Tahlilan Hari ke-3, 7, 40, 100: Benarkah Tradisi dari Hindu-Budha?
Kamis, 18 November 2021 - 05:07 WIB
Tahlilan pada hari-hari tertentu seperti Hari ke-3, 7, 40, 100 atau peringatan haul satu tahun untuk mendoakan orang yang telah meninggal sudah menjadi tradisi di kalangan muslim di Tanah Air. Benarkah tradisi ini berasal dari Hindu atau Budha?
Mari kita simak penjelasan Ustaz Farid Nu'man Hasan (Dai Lulusan Sastra Arab Universitas Indonesia) ketika menanggapi pertanyaan salah satu jamaahnya. Ada yang berpendapat bahwa tradisi-tahlilan itu berasal dari Agama Hindu-Budha sebelum Islam masuk di Indonesia. Apakah hukum tahlilan tersebut?
"Tidak benar, sebagian orang memang ada yang mengira itu merupakan kebiasaan Hindu. Apalagi ada orang yang mengaku-ngaku mantan Hindu, dia mengaku bernama Abdul Aziz, menyebut acara selamatan tersebut adalah ajaran Hindu, ini ada di YouTube dan juga broadcast di WA," kata Ustaz Farid Nu'man.
Dai yang sering mengisi kajian di Depok ini menegaskan, walau tidak setuju acara-acara seperti itu, tapi tetap menjaga akhlakul karimah, yaitu tidak memfitnah saudara sendiri. Mereka memiliki hujjah dan rujukan kitab para ulama sejak masa lalu.

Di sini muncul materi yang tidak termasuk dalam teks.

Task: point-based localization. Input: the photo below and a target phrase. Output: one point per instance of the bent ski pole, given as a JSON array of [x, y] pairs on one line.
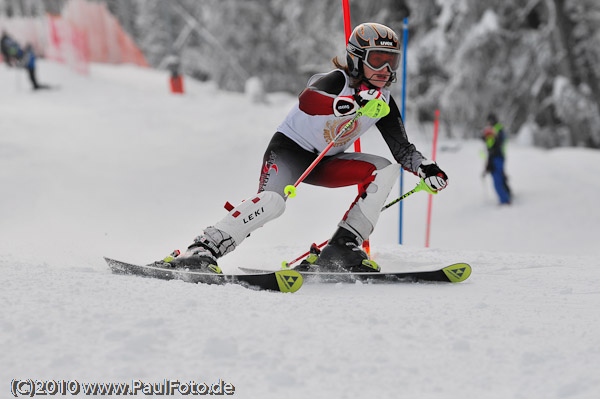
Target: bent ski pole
[[375, 108], [421, 186]]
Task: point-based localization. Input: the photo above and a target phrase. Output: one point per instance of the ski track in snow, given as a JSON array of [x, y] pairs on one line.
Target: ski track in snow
[[111, 164]]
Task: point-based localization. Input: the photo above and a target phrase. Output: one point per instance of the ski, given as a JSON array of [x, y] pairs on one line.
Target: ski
[[282, 280], [455, 273]]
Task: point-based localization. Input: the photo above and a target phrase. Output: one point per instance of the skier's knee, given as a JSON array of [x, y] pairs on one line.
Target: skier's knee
[[252, 214]]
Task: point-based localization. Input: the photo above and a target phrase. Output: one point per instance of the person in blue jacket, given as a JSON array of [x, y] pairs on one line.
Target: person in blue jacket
[[495, 140], [29, 60]]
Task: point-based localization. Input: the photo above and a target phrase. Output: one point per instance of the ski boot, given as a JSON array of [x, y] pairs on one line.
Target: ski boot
[[308, 264], [343, 253], [197, 258]]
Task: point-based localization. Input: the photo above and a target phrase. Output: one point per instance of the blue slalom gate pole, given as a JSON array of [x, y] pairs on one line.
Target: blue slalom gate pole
[[404, 45]]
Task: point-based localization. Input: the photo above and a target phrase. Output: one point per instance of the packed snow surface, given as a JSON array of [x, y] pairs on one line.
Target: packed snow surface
[[112, 164]]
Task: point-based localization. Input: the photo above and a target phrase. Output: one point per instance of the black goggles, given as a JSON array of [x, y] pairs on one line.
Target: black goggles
[[377, 59]]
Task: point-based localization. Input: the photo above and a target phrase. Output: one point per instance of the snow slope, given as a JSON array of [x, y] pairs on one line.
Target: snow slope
[[112, 164]]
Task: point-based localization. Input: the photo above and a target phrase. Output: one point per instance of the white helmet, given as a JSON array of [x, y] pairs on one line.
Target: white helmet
[[375, 45]]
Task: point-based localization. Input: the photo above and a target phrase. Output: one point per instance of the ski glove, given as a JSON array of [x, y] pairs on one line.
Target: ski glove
[[348, 105], [432, 175]]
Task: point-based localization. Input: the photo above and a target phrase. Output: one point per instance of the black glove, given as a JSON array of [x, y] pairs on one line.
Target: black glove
[[348, 105], [432, 175]]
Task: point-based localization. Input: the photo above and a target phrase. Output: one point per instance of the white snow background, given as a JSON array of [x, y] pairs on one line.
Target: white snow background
[[112, 164]]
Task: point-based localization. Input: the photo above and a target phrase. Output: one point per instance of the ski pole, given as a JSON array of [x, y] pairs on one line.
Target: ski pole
[[419, 187], [375, 108]]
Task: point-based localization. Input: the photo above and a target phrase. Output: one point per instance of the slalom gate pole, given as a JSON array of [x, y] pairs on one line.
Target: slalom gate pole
[[403, 114], [436, 125], [421, 186]]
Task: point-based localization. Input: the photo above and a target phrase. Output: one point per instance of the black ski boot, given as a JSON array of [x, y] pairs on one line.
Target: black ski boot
[[308, 264], [343, 253], [197, 258]]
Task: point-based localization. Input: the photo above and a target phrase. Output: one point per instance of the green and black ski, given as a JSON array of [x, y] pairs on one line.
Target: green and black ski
[[455, 273], [282, 280]]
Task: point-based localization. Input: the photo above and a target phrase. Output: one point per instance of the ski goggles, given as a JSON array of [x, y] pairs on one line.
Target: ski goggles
[[378, 59]]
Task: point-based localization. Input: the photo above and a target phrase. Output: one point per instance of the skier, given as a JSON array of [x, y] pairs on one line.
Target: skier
[[29, 63], [495, 139], [328, 103]]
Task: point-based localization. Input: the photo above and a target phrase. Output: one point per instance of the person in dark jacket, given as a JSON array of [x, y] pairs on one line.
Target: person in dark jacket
[[495, 140]]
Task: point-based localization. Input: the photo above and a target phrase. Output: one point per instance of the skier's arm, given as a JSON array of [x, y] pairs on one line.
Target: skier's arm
[[318, 98], [405, 153], [394, 134]]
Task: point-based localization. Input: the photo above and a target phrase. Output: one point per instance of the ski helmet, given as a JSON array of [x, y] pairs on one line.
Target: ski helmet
[[375, 45]]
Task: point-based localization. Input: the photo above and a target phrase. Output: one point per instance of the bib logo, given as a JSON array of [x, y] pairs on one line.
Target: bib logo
[[333, 128]]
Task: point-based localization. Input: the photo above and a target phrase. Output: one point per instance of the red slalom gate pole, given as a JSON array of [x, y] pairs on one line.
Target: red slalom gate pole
[[436, 125]]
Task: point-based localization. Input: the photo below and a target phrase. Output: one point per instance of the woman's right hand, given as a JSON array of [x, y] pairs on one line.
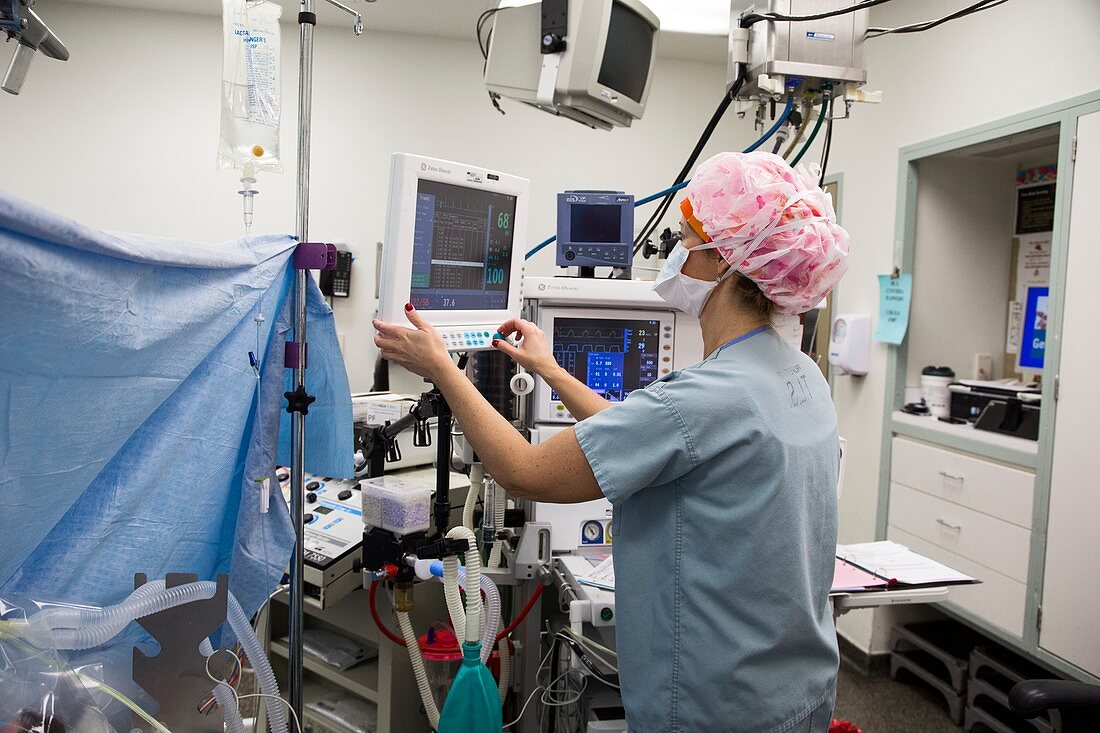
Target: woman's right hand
[[532, 351]]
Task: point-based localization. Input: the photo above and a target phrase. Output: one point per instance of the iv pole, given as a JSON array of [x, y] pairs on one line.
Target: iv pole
[[307, 21], [298, 401]]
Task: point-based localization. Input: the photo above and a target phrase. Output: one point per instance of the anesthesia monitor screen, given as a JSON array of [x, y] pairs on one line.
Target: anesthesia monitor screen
[[612, 356], [461, 248]]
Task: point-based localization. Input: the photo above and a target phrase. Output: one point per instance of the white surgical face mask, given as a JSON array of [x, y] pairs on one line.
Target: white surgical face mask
[[683, 292]]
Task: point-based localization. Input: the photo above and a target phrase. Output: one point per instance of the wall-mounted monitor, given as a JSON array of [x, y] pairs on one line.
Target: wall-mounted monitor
[[454, 248], [603, 76], [1033, 335]]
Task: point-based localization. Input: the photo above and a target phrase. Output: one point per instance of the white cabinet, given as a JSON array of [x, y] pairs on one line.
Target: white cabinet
[[1071, 570], [970, 514]]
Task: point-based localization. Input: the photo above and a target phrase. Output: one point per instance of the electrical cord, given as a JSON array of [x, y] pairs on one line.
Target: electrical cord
[[483, 44], [826, 104], [927, 25], [825, 150], [756, 18], [801, 131]]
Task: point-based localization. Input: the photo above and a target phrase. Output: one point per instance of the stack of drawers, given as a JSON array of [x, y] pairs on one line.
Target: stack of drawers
[[970, 514]]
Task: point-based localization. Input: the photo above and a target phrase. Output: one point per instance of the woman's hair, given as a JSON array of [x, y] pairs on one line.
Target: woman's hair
[[749, 295]]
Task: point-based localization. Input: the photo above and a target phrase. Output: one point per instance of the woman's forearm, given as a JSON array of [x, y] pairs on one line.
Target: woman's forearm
[[575, 395]]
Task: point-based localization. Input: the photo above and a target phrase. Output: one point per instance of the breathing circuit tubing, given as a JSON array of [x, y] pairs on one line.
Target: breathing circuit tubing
[[397, 639], [671, 189], [83, 628]]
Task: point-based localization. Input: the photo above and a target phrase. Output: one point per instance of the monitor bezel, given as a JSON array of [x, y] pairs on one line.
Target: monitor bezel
[[395, 282], [1026, 331], [569, 199], [601, 90], [545, 407]]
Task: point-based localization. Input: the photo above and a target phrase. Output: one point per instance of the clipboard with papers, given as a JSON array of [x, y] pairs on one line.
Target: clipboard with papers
[[892, 565]]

Sekali lagi, terlepas kita tidak setuju dengan ini, tetap dahulukan sisi ilmiahnya. Kemudian, tradisi sedekahan selama 7 hari atau bahkan 40 hari, sebagian ulama berhujjah dari riwayat berikut:
Dari Ubaid bin 'Umair dia berkata:
يُفْتَنُ رَجُلَانِ مُؤْمِنٌ وَمُنَافِقٌ، فَأَمَّا الْمُؤْمِنُ فَيُفْتَنُ سَبْعًا، وَأَمَّا الْمُنَافِقُ فَيُفْتَنُ أَرْبَعِينَ صَبَاحًا
"Dua orang mendapatkan fitnah kubur, mu'min dan munafik. Untuk mu'min mereka mendapatkan fitnah selama tujuh hari, sedangkan munafik selama 40 hari." (Ibnu Juraij dalam Mushannaf-nya)
Inilah sebabnya mereka menganjurkan bersedekah selama itu, sampai hari ke 7 dan 40. Seperti yang disebutkan dalam riwayat berikut, Berkata Abu Nu'aim:
حَدَّثَنَا أَبُو بَكْرِ بْنُ مَالِكٍ، ثنا عَبْدُ اللهِ بْنُ أَحْمَدَ بْنِ حَنْبَلٍ، ثنا أَبِي، ثنا هَاشِمُ بْنُ الْقَاسِمِ، ثنا الْأَشْجَعِيُّ، عَنْ سُفْيَانَ، قَالَ: قَالَ طَاوُسٌ: «إِنَّ الْمَوْتَى يُفْتَنُونَ فِي قُبُورِهِمْ سَبْعًا، فَكَانُوا يَسْتَحِبُّونَ أَنْ يُطْعَمَ عَنْهُمْ تِلْكَ الْأَيَّامِ»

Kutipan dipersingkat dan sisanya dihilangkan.